Here is a bird's-eye view of a computer program execution
All these three components are intertwined together and learning their connections is crucial in understanding what makes Computing possible. Informally, a language is a structured text with syntax and semantics. A Source Code written in a programming language needs a translator/compiler of some sort, to translate it to another language/format. Then an executor of some sort, to execute/run the translated commands with the goal of matching the syntax (and semantics) to some form of output.
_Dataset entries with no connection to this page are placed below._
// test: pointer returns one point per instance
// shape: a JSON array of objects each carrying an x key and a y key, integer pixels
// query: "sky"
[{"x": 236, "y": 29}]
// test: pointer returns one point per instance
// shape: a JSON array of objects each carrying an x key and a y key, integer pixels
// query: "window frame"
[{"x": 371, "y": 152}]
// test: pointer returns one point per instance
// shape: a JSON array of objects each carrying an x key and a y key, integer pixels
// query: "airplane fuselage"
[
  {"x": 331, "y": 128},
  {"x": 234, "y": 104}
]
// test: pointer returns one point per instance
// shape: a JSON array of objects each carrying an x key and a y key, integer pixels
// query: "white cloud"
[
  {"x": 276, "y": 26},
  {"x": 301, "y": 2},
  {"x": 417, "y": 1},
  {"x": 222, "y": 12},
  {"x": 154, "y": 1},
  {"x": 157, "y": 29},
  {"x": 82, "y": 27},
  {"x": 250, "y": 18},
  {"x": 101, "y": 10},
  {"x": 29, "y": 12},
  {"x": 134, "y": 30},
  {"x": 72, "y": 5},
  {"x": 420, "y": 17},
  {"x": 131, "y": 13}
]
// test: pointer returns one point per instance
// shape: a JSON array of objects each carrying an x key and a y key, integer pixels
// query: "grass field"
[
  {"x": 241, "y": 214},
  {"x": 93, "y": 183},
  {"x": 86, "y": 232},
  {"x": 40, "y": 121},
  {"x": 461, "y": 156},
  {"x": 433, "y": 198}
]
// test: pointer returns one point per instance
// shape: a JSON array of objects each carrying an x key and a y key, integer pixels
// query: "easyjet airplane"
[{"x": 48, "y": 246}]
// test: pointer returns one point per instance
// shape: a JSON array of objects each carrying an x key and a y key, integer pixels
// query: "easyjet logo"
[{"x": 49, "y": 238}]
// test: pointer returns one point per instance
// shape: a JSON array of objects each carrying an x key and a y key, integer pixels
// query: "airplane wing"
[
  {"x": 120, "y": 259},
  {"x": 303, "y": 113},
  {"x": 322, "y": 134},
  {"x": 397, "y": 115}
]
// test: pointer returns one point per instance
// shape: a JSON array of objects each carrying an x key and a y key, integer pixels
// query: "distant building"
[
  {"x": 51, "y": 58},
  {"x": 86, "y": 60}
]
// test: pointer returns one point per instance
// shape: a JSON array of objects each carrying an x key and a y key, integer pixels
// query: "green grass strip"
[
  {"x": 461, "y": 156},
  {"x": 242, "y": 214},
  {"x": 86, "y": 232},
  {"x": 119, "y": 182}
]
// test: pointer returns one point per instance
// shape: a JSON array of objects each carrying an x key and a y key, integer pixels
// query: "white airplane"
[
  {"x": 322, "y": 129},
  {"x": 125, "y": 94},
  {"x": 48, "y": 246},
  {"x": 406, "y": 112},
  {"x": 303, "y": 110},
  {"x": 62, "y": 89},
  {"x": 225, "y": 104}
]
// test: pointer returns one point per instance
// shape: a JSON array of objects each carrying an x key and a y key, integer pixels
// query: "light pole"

If you want to create a "computer" from scratch, you need to start by defining an abstract model for your computer. This abstract model is also referred to as Instruction Set Architecture (ISA) (instruction set or simply instructions). A CPU is an implementation of such ISA. A standard ISA defines its basic elements such as data types, register values, various hardware supports, I/O etc. and they all make up the lowest-level language of computing which is the Machine Language Instructions.
Instructions are comprised of instruction code (aka operation code, in short opcode or p-code) which are directly executed by CPU. An opcode can either have operand(s) or no operand. For example, in an 8-bits machine where instructions are 8-bits an opcode load might be defined by the 4-bits 0011 following by the second 4-bits as operand with 0101 that makes up the instruction 00110101 in the Machine Language while the opcode for incrementing by 1 of the previously loaded value could be defined by 1000 with no operand.
Since opcodes are like atoms of computing, they are presented in an opcode table. An example of that is Intel x86 opcode table.
Since it's hard to remember the opcodes by their bit-patterns, we can assign abstract symbols to opcodes matching their operations by name. This way, we can create Assembly language from the Machine Language. In the previous Machine Language example above, 00110101 (means load the binary 0101), we can define the symbol LOAD referring to 0011 as a higher level abstraction so that 00110101 can be written as LOAD 0101.
The utility program that translates the Assembly language to Machine Language is called Assembler.
Compiler is any program that translates (maps, encodes) a language A to language B. Each compiler has two major components
- Frontend: deals with mapping the source code string to a structured format called Abstract Syntax Tree (AST)
- Backend (code generator): translates the AST into the Bytecode / IR or Assembly
Most often, when we talk about compiler, we mean Ahead-Of-Time (AOT) compiler where the translation happens before execution. Another form of translation is Just-In-Time (JIT) compilation where translation happens right at the time of the execution.
From the diagram above, to distinguish between a program that translates for example, Python to Assembly vs. Python to Java, the former is called compiler and the latter transpiler.
Assembly is a high-level language compared to the Machine Language but is considered low-level when viewing it from C/C++/Rust. High-level and low-level are relative terms conveying the amount of abstractions involved.
Instructions are hardware and vendor specific. That is, an Intel CPU instructions are different from AMD CPU. A VM abstracts away details of the underlying hardware or operating system so that programs translated/compiled into the VM language becomes platform agnostic. A famous example is the Java Virtual Machine (JVM) which translates/compiles Java programs to JVM language aka Java Bytecode. Therefore, if you have a valid Java Bytecode and Java Runtime Environment (JRE) in your system, you can execute the Bytecode, regardless on what platform it was compiled on.
Another technique to translate a source code to Machine Code, is emulating the Instruction Set with a new (human friendly) encoding (perhaps easier than assembly). Bytecode is such an intermediate language/representation which is lower-level than the actual programming language that has been translated from and higher-level than Assembly language.
Stack Machine is a simple model for a computing machine with two main components
- a memory (stack) array keeping the Bytecode instructions that supports
- an instruction pointer (IP) and stack pointer (SP) guiding which instruction was executed and what is next.
Any representation that's between source code and (usually) Assembly language is considered an intermediate representation. Mainstream languages usually have more than one such representations and going from one IR to another IR is called lowering.
Code generation for a compiler is when the compiler converts an IR to some Machine Code. But it has a wider semantic too for example, when using Rust declarative macro via
macro_rules! to automate some repetitive implementations, you're essentially generating codes (as well as expanding the syntax).
In conclusion, we want to settle one of the most frequently asked questions
This is in fact the WRONG question to ask!
Being AOT compiled, JIT compiled or interpreted is implementation-dependent. For example, the standard Python implementation is CPython which compiles a Python source code (in CPython VM) to CPython Bytecode (contents of
.pyc) and interprets the Bytecode. However, another implementation of Python is PyPy which (more or less) compiles a Python source code (in PyPy VM) to PyPy Bytecode and JIT compiles the PyPy Bytecode to the Machine Code (and is usually faster than CPython interpreter).